In order to predict the magnitude of coronary artery disease (CAD) among Saudi patients attending the primary health care centers (PHCCs), the probability of coronary artery disease (PCAD) was estimated for 696 subjects (50.4% males and 49.5% females), aged 30-70 years, by a computer model based on the Framingham Heart Study. The results indicated a high percentage of CAD risk factors, namely: hypercholesterolemia (31%); diabetes mellitus (30%); hypertension (13.8%); family history of CAD (6%); and obesity (45%). The estimated PCAD rates within 5, 10 and 12 years were 4.31%, 9.88%, and 12.25%, respectively. PCAD was significantly higher among males (P=.0001) and those with two or more CAD risk factors (P=.0001). A repeated measure analysis showed that there was a consistent relation between the overall PCAD rates at 5, 10 and 12 years, and a relationship between PCAD rates and other risk factors (eg, males had a higher risk of CAD than females). Likewise, individuals with two or more risk factors had a higher PCAD. The present study predicts an incremental scale of developing CAD in the Saudi population, which may lead to an upward trend on CAD mortality similar to that of the WHO MONICA populations of most countries in 1950 and early 1960s.

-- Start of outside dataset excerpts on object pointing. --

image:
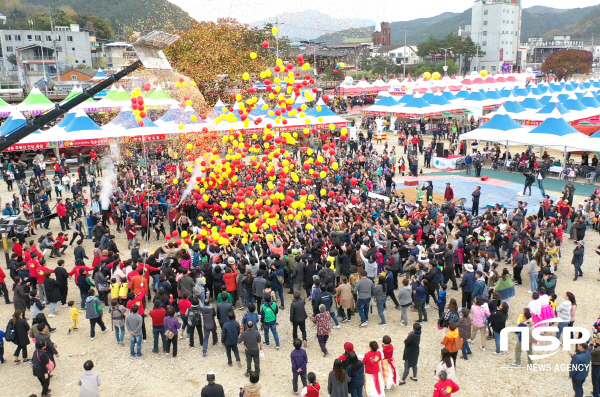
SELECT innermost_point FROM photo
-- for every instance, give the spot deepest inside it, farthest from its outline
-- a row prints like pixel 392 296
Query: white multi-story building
pixel 496 27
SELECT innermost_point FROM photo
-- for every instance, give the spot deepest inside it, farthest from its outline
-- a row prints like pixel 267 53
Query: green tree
pixel 566 63
pixel 92 22
pixel 422 67
pixel 382 65
pixel 452 67
pixel 429 47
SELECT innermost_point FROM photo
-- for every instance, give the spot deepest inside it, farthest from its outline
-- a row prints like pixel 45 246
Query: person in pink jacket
pixel 480 312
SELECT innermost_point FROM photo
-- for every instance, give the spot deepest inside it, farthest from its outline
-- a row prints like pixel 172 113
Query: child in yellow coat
pixel 74 312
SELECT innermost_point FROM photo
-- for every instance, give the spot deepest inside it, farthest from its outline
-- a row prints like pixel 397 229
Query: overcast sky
pixel 389 10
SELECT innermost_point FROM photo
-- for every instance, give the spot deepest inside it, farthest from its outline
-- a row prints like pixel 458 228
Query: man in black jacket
pixel 212 389
pixel 229 337
pixel 298 316
pixel 79 252
pixel 62 278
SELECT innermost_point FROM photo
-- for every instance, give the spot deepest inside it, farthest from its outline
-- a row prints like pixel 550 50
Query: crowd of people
pixel 352 254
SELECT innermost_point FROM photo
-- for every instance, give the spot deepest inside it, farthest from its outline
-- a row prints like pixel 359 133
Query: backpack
pixel 196 291
pixel 10 332
pixel 194 317
pixel 457 344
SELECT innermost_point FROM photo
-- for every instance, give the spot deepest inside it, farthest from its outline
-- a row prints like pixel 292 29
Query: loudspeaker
pixel 439 150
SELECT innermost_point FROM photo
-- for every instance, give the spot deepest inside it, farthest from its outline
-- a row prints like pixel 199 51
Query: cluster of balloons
pixel 137 104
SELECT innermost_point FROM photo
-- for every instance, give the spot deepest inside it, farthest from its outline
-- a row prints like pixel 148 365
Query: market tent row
pixel 77 129
pixel 554 132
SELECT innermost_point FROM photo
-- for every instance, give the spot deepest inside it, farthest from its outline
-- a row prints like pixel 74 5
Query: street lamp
pixel 314 44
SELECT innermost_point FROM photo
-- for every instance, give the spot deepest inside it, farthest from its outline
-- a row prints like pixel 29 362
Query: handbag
pixel 50 366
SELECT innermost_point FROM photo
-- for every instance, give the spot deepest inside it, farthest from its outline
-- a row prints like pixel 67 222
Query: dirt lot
pixel 158 375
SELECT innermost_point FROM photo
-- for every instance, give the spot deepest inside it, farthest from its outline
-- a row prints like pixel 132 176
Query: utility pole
pixel 54 45
pixel 404 53
pixel 445 53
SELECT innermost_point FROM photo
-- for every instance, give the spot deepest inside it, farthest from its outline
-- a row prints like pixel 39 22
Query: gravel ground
pixel 156 375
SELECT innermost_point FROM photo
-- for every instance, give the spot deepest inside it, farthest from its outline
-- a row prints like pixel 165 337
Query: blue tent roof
pixel 537 91
pixel 549 108
pixel 406 98
pixel 531 103
pixel 590 102
pixel 545 99
pixel 574 104
pixel 81 122
pixel 462 94
pixel 476 96
pixel 427 96
pixel 514 107
pixel 126 119
pixel 67 119
pixel 520 92
pixel 493 95
pixel 449 95
pixel 502 122
pixel 11 124
pixel 418 103
pixel 386 101
pixel 100 75
pixel 325 111
pixel 554 126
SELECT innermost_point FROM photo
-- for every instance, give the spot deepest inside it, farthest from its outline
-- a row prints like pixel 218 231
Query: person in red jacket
pixel 445 387
pixel 17 248
pixel 58 243
pixel 61 211
pixel 81 265
pixel 229 278
pixel 3 288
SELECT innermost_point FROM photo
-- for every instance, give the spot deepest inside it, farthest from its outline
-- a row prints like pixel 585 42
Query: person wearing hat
pixel 467 285
pixel 212 389
pixel 577 260
pixel 9 210
pixel 448 193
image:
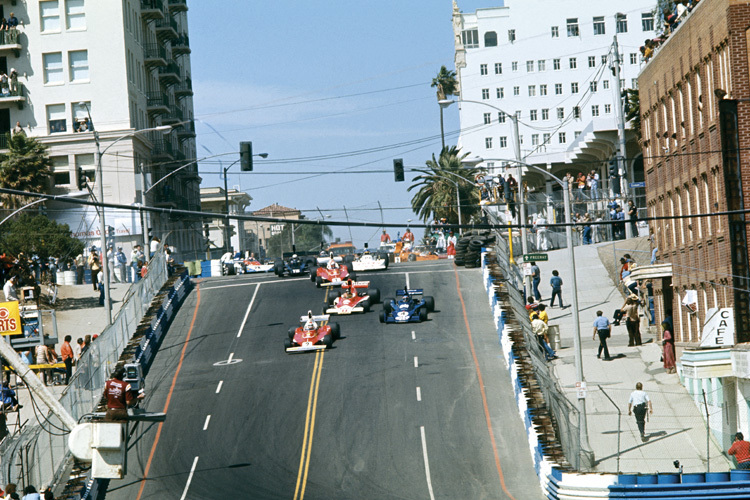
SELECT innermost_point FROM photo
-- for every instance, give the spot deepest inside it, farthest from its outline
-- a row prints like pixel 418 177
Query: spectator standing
pixel 556 283
pixel 741 451
pixel 640 404
pixel 603 329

The concept of preventive cardiology aiming at decreasing the prevalence of CAD risk factors should be implemented in all regions of Saudi Arabia in order to avoid the predicted upward trend of CAD mortality and to get a favorable decline of CAD risk factors and mortality similar to that in the United States and Australia.
为预测在初级卫生保健中心(PHCCs)就诊的沙特患者中冠状动脉疾病(CAD)的发病程度,基于弗雷明汉心脏研究,通过计算机模型对696名年龄在30至70岁的受试者(男性占50.4%,女性占49.5%)的冠状动脉疾病概率(PCAD)进行了估算。结果显示CAD危险因素的比例较高,即:高胆固醇血症(31%);糖尿病(30%);高血压(13.8%);CAD家族史(6%);以及肥胖(45%)。5年、10年和12年内估算的PCAD发生率分别为4.31%、9.88%和12.25%。男性以及有两个或更多CAD危险因素的人群中PCAD显著更高(P = 0.0001)。重复测量分析表明,5年、10年和12年的总体PCAD发生率之间存在一致关系,且PCAD发生率与其他危险因素之间也有关系(例如,男性患CAD的风险高于女性)。同样,有两个或更多危险因素的个体PCAD更高。本研究预测了沙特人群中CAD发病的递增规模,这可能导致CAD死亡率呈上升趋势,类似于20世纪50年代和60年代初大多数国家的世界卫生组织MONICA人群。为避免预测的CAD死亡率上升趋势,并使CAD危险因素和死亡率出现类似美国和澳大利亚那样的有利下降,沙特阿拉伯所有地区都应实施旨在降低CAD危险因素患病率的预防心脏病学理念。